Step 5: Qualify the recipient instrument independently
Before measuring the transfer set, the recipient instrument must pass the instrument qualification protocol that any spectrometer would: laser-wavelength accuracy for Raman, wavelength accuracy for dispersive NIR, photometric noise, throughput, and so on. A recipient instrument that is out of qualification at the time of transfer-set measurement gives a transfer model that will fail again the next time the recipient drifts back into spec, and the transfer model will be blamed for what is in fact an instrument-qualification failure. The order is: qualify the recipient, then design the transfer set, then run the standardisation. Reversing those steps leaves the protocol vulnerable to misattribution.
Step 6: Document the transfer as a controlled change
The transferred model is a new analytical procedure for change-control purposes, even if the donor model file has not been touched. The documentation set is the protocol, the transfer-set raw spectra and reference values, the chosen standardisation method with parameters, the recipient-instrument qualification record, the acceptance-criteria evaluation, and the predicted-versus-reference results on a held-out independent test set measured on the recipient.
The deployed model file should carry a version identifier that distinguishes the recipient-instrument variant from the donor variant.
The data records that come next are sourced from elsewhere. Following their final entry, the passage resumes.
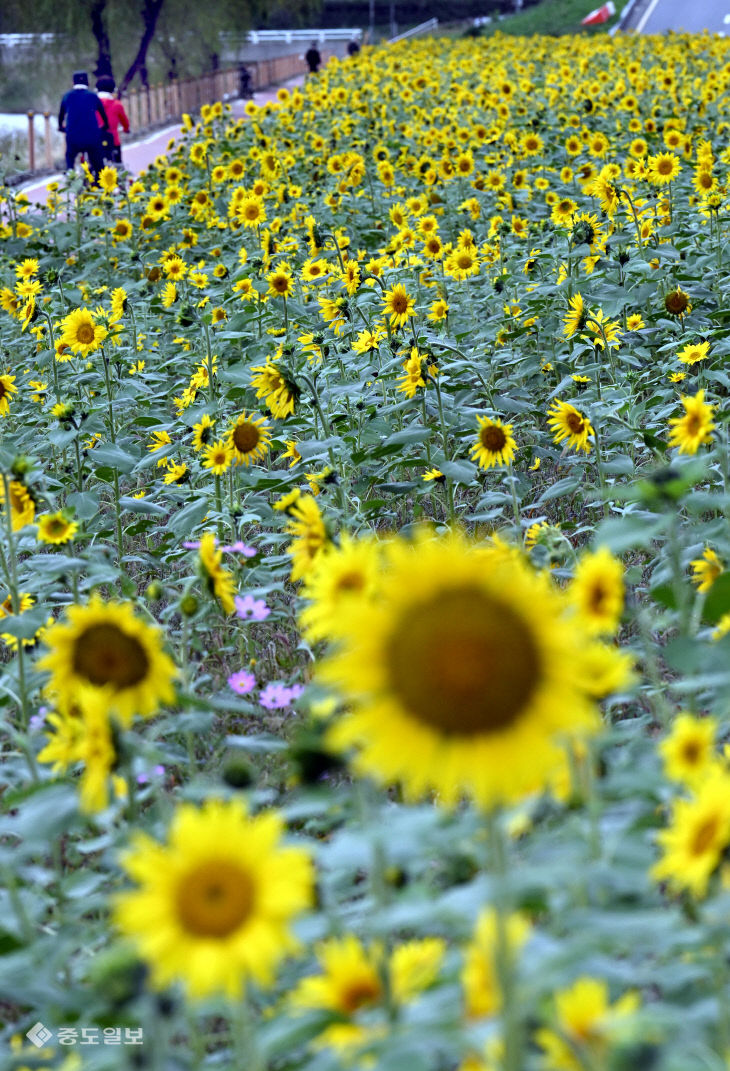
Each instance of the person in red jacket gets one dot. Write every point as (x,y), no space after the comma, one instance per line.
(115,115)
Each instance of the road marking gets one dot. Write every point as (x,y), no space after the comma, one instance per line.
(647,15)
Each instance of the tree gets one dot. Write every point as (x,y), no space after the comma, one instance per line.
(150,14)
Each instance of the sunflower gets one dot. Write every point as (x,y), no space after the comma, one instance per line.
(248,438)
(354,978)
(597,592)
(566,422)
(218,579)
(306,525)
(563,211)
(688,752)
(251,212)
(26,601)
(108,179)
(217,456)
(706,569)
(482,993)
(85,735)
(677,302)
(663,168)
(339,574)
(462,676)
(214,904)
(398,304)
(694,352)
(280,282)
(698,834)
(575,320)
(6,390)
(689,432)
(587,1024)
(21,506)
(280,394)
(202,432)
(495,443)
(104,649)
(56,528)
(121,230)
(460,264)
(81,334)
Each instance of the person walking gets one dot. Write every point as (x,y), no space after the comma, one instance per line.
(313,57)
(115,114)
(81,118)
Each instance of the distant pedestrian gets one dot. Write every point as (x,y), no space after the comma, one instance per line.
(115,114)
(313,57)
(81,117)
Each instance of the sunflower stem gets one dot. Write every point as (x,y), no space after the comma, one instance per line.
(602,476)
(515,503)
(245,1046)
(504,960)
(15,600)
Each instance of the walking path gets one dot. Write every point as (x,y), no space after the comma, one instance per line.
(137,155)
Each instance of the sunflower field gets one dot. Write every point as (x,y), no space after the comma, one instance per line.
(364,488)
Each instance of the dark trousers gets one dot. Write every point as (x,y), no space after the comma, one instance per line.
(92,151)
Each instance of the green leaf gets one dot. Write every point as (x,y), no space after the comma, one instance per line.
(113,456)
(85,503)
(717,600)
(141,506)
(459,471)
(184,521)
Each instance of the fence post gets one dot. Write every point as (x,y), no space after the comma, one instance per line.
(47,136)
(31,141)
Treating both versions as the same file because they share the original training data is a documentation shortcut that fails an audit. The same principles apply to a transfer model as to any other chemometric model going into a GMP environment, and the planning work behind the calibration set itself carries forward into the transfer-set design.
When transfer does not work
Two failure modes recur. The first is donor-recipient drift that is non-stationary across the spectrum: the wavelength dependence of the difference itself changes with sample temperature or matrix composition. Linear standardisation methods cannot capture this and the transferred model fails with a structured residual that depends on a hidden variable.
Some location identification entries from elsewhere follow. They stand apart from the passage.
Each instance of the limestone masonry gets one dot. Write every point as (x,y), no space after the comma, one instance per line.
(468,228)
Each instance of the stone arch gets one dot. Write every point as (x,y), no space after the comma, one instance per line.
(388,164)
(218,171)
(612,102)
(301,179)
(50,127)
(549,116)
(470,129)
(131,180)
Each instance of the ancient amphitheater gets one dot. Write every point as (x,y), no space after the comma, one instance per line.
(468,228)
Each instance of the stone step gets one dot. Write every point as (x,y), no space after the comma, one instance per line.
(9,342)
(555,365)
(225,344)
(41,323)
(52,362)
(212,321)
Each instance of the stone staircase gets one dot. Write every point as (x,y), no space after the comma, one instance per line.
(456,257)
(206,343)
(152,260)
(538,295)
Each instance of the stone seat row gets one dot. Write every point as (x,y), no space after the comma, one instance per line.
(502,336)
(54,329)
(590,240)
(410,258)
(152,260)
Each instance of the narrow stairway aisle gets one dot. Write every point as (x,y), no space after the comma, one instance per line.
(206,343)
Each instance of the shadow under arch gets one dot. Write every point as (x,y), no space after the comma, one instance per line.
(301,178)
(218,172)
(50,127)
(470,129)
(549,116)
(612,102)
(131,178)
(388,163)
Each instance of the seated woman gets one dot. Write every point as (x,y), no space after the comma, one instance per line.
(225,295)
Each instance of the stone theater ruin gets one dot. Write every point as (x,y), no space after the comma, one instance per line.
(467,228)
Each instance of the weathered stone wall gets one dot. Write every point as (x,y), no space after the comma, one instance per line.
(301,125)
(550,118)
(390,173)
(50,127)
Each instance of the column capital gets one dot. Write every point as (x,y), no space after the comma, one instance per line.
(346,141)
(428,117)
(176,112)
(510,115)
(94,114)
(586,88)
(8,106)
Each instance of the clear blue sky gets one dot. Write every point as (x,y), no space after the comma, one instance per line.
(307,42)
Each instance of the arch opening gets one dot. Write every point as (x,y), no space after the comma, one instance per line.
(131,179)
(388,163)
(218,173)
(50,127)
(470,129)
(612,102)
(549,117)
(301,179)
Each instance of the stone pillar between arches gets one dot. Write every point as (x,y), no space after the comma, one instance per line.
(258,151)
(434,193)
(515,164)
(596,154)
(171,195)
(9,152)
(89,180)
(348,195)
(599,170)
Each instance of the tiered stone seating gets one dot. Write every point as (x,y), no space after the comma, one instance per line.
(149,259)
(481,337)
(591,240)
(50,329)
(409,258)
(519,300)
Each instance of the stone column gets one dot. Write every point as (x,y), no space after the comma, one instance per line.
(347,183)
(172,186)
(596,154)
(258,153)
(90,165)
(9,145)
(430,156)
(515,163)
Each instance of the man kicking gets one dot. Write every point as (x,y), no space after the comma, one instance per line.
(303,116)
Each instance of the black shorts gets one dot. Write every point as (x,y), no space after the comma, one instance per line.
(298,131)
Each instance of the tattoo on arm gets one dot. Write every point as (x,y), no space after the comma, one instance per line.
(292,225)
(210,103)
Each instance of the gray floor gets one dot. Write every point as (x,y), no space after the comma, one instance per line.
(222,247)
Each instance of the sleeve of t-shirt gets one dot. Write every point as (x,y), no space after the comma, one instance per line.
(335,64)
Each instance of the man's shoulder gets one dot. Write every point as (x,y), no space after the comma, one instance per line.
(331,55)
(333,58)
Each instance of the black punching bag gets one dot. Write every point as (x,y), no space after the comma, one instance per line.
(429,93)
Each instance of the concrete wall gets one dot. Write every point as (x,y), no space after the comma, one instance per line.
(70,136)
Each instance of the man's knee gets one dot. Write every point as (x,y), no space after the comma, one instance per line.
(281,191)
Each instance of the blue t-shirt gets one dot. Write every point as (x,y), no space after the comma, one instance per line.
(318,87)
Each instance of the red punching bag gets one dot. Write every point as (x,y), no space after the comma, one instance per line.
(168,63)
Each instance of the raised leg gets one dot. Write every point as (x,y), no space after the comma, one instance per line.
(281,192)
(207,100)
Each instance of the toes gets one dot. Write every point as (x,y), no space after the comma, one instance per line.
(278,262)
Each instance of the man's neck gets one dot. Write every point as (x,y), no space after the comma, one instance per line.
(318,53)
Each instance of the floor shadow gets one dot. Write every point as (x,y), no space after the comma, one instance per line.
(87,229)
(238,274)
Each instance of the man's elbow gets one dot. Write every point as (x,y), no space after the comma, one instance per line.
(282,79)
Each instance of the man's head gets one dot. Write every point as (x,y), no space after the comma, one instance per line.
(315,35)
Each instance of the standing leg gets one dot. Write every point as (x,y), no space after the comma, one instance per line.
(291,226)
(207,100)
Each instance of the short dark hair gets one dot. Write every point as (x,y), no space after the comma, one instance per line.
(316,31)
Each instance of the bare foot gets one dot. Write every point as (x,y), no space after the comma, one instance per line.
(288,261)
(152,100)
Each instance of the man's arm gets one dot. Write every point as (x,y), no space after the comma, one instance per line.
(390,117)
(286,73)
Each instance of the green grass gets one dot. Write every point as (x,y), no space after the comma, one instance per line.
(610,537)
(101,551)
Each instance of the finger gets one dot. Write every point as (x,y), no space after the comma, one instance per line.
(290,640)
The second is a recipient instrument that is genuinely a different modality dressed in the same vendor catalogue. Different probe immersion geometry, different optical path length, different scattering volume - the spectra look similar but the underlying physics has shifted. In this regime the transfer model has no algebraic path to convergence and the right answer is a recalibration on the recipient with its own representative calibration set.
Calibration transfer is best understood as a tool that buys efficiency in cases where donor and recipient are genuinely similar, not as a workaround for cases where they are not. The protocol above is conservative on purpose: the cost of redoing a transfer is small compared to the cost of a regulated release decision based on a model that was never meant to run on the device it ended up running on.